NNPC petrol price without subsidy is N400/litre – Marketers
The lowest price the Nigerian National Petroleum Company Limited can sell Premium Motor Spirit, popularly called petrol, to marketers, assuming there is no subsidy, is N400/litre, it has been learnt.
Oil marketers, who made the disclosure on Sunday, also gave other reasons for the continued scarcity of petrol, which had led to the lingering queues at filling stations nationwide.
They said PMS imports charges were becoming unbearable for the sole importer of the commodity – the Nigerian National Petroleum Company Limited, disclosing that the NNPC had been subtly pushing these charges to depot owners.
It was learnt that depot owners, on their part, were also passing the charges to filling stations, which in turn push it to final consumers of the product, a development that has led to the increase in the pump price of the commodity.
It was also gathered that the Federal Government had quietly allowed depot owners to raise the ex-depot price of petrol to about N185/litre, whereas the approved rate used to be N147/litre.
This came as the scarcity for petrol continued on Sunday.

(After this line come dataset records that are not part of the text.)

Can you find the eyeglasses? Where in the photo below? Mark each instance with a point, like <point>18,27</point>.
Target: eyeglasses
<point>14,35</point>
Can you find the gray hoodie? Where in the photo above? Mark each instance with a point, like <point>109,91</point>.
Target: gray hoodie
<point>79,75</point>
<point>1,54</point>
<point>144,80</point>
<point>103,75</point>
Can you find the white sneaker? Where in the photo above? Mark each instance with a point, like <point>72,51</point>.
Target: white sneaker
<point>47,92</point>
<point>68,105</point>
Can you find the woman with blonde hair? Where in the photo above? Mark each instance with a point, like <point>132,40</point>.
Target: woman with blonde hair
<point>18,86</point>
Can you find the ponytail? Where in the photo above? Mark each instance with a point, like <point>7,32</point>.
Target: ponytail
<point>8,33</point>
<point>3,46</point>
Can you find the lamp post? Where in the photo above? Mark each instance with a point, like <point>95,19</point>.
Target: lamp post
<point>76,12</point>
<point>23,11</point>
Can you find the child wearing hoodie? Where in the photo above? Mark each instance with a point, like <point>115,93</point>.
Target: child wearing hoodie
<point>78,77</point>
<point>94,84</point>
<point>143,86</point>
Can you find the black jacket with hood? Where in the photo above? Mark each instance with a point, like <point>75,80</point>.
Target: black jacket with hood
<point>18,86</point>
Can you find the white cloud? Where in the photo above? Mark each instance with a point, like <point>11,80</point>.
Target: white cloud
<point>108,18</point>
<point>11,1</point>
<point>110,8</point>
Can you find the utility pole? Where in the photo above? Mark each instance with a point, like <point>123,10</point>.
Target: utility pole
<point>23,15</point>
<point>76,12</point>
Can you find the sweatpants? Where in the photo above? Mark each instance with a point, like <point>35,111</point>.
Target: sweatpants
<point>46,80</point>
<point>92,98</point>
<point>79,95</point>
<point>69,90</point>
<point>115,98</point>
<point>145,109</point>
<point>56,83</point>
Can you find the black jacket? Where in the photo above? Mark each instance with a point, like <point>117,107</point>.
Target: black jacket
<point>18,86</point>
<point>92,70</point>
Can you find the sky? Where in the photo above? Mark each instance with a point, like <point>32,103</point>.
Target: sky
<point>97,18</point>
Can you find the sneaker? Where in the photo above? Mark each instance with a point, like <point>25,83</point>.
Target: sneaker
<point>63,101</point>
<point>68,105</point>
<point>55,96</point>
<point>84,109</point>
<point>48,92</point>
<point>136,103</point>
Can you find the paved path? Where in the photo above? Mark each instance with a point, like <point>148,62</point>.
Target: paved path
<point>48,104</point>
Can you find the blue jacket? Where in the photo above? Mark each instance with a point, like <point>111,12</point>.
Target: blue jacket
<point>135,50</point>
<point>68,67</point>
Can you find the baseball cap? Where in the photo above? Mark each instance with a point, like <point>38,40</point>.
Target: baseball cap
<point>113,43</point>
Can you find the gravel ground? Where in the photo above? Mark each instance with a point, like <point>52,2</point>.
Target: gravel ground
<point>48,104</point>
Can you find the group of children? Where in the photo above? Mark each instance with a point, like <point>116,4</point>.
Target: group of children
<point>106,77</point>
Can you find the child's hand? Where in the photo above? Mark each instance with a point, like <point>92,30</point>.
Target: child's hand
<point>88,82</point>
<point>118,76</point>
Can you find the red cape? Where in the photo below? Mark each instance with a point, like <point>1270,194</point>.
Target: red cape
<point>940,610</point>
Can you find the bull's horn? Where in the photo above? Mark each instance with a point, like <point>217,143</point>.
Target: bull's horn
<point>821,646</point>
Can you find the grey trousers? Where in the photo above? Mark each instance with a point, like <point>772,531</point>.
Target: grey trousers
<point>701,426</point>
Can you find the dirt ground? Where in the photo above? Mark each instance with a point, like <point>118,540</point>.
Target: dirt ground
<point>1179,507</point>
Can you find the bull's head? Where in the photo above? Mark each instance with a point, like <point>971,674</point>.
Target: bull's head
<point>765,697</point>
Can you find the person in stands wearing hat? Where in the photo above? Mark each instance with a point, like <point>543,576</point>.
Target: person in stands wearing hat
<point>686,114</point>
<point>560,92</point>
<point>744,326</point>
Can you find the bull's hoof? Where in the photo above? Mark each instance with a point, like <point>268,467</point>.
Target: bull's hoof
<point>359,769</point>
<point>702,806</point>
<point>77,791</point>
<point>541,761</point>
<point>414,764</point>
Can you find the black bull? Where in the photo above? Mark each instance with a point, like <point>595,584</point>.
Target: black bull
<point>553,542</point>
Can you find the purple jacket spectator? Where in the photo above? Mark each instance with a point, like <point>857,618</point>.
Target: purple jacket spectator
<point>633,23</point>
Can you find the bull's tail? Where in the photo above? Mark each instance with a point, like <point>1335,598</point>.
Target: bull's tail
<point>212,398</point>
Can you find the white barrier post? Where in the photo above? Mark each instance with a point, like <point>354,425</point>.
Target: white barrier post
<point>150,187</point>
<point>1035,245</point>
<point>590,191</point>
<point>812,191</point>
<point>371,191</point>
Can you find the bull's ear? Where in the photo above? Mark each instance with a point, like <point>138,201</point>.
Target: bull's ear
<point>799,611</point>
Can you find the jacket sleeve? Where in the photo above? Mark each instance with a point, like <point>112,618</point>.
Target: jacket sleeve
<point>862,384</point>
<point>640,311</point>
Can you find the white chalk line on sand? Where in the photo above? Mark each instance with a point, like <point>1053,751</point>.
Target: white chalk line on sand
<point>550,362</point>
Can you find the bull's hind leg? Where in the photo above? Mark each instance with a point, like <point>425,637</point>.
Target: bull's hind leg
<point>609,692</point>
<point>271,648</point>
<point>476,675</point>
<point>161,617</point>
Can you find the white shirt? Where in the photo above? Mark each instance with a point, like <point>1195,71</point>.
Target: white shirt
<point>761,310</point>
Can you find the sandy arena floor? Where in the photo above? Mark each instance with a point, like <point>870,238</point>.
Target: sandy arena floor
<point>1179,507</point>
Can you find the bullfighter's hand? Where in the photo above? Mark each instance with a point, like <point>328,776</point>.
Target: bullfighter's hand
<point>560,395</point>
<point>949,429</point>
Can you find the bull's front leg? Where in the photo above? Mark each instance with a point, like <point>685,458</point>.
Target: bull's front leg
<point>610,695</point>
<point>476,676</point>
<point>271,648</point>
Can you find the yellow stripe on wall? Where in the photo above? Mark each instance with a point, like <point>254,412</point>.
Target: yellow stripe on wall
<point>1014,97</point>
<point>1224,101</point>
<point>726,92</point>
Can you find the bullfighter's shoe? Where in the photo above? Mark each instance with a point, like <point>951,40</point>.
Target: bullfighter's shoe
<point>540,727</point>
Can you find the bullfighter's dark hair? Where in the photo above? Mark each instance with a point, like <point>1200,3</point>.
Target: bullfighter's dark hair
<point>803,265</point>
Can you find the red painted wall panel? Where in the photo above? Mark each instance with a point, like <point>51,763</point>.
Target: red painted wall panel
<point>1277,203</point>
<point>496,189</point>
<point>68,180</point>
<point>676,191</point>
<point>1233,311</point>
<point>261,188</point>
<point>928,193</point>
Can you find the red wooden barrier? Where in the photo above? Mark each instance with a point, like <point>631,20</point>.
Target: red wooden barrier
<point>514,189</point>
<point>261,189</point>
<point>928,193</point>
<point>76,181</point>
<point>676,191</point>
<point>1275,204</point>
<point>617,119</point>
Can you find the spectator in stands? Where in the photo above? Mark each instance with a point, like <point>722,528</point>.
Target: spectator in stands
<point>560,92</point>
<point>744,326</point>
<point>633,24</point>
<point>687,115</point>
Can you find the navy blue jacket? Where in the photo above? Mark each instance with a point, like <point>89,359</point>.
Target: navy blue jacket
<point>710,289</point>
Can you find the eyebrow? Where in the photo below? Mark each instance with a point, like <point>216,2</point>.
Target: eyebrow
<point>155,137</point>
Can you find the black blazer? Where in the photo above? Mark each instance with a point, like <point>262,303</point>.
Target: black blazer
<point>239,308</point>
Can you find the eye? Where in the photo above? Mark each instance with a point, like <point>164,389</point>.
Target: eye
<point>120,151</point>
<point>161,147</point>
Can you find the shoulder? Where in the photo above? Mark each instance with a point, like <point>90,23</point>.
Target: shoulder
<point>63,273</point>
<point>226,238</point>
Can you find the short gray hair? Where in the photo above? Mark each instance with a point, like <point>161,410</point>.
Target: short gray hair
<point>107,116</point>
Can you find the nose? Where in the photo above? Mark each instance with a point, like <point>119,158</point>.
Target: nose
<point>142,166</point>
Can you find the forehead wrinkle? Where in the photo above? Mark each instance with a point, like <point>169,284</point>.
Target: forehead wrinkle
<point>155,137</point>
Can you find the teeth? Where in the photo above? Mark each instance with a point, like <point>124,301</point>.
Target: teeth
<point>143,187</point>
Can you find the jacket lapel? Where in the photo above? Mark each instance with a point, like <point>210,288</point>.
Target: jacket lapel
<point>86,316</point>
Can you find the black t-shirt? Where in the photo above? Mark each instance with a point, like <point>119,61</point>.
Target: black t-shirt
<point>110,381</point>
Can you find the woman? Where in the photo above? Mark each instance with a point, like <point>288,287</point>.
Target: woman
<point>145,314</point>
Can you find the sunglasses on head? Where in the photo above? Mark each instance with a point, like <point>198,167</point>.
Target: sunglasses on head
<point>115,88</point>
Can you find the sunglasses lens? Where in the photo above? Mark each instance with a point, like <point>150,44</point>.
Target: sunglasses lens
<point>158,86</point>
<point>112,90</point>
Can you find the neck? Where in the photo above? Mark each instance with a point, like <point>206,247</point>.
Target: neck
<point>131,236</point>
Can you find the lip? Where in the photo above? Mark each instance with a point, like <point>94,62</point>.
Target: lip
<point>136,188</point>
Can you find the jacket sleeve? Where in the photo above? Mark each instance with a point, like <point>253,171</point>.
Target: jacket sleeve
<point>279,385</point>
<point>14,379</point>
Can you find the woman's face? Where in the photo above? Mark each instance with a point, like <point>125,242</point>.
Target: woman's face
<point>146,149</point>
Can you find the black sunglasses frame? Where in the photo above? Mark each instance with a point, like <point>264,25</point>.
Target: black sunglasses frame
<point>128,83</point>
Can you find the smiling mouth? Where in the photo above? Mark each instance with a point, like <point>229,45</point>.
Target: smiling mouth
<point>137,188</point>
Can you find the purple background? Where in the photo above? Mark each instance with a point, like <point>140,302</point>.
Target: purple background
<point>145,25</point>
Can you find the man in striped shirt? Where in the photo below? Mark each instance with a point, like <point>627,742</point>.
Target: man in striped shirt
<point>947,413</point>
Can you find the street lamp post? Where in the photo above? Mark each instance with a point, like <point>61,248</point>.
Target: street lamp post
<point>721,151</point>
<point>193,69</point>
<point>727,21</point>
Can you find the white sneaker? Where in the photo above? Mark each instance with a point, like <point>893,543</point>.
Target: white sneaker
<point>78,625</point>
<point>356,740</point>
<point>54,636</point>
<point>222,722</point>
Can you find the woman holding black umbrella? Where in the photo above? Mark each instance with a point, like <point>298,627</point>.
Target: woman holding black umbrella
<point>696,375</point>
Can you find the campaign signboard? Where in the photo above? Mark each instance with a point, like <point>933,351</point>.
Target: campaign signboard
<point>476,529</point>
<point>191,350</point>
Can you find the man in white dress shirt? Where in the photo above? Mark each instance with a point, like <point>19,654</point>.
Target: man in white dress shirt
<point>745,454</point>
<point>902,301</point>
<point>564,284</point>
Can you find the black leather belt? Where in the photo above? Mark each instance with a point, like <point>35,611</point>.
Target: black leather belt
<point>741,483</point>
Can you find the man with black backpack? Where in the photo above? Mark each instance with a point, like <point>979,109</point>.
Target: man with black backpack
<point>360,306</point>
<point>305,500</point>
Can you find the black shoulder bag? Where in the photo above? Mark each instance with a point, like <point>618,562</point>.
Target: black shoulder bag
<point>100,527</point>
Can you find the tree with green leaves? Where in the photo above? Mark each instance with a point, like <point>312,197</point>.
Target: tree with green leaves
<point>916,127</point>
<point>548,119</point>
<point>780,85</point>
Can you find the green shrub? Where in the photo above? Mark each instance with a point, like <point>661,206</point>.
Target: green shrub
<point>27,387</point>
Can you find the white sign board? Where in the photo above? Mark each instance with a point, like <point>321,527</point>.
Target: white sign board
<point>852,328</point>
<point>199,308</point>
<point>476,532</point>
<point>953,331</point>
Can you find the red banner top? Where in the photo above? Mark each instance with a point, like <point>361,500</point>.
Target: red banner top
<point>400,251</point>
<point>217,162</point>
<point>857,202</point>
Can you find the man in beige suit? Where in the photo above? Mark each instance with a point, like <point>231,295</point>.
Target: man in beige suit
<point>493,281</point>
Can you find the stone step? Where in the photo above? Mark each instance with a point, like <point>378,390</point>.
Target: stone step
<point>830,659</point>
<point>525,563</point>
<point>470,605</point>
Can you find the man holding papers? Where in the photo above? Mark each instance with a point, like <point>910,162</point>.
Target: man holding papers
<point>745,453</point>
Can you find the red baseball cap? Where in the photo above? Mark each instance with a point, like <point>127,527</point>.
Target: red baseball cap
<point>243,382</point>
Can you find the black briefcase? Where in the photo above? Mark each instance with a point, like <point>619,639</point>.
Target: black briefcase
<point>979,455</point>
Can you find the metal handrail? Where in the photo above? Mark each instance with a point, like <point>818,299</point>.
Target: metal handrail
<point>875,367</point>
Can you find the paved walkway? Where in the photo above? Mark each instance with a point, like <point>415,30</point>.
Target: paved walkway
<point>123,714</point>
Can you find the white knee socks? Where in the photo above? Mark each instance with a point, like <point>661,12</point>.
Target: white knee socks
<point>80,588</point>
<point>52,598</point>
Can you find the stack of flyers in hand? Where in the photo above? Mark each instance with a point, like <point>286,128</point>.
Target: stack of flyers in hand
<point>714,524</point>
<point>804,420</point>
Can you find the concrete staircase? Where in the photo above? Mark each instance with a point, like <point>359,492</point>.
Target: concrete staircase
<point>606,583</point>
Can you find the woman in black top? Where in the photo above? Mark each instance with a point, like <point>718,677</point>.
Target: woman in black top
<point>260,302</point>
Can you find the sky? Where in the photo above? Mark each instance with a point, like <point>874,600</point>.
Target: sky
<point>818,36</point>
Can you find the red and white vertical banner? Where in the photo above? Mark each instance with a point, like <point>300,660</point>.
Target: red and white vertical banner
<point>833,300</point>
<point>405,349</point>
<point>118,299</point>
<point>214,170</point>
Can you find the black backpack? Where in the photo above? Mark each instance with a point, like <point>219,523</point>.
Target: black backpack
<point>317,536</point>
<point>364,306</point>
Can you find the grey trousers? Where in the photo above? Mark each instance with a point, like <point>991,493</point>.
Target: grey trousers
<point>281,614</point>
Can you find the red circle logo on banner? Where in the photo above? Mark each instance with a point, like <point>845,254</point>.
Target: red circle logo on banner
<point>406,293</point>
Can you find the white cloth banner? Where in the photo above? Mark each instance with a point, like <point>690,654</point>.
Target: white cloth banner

Many retail stations in Abuja were shut due to lack of products to sell. Residents had to resort to black marketers, who sold their products in jerry-cans.
The same scenario played out in parts of Nasarawa and Niger states, as oil marketers explained that the rise in the dollar was also contributory to the PMS scarcity witnessed in Nigeria.
“The dollar is affecting PMS purchase, something you were buying for about $15/tonne when the dollar was about N440 to N450, but currently the dollar is about N750 to N800. Definitely the price of the product will increase,” a major marketer, who pleaded not to be named due to lack of authorisation, stated.
The official added, “You can buy a product, say $10/tonne from maybe Russia, it will get to Nigerian waters at that rate, but most of those mother vessels, as soon as they discharge into your own vessel, whatever rate you now pay will be international rates in dollar.
“The mother vessel has its limit, it has to be stationed at Atlas Cove. But the daughter vessel you are going to charge, which brings in the product, will be charged in dollars. They don’t take naira. So all these charges come in dollars.”
The source stated that these charges were currently hitting hard on the NNPC, as the oil company was finding it tough to bear the increased fuel imports’ rates.
“All vessels operate on international rates and it must be in forex. So as it is now, the rates are getting so high for NNPC to bear alone. Some of these charges have to be pushed to depots that are taking the products and they have to pass it on to consumers,” the oil marketer stated.
The Group General Manager, Group Public Affairs Division, NNPC, Garba-Deen Mohammad, did not respond to enquiries when contacted. In fact, the NNPC has remained mute on issues around fuel scarcity.
Similarly, the Nigerian Midstream and Downstream Petroleum Regulatory Authority, the regulator of the downstream oil sector, stayed mute when contacted.
The NMDPRA, just like NNPC, has also remained mute on this matter since last week. The agencies of the Federal Government have decided not to speak on the cost of PMS, amidst the scarcity of the product and attendant queues.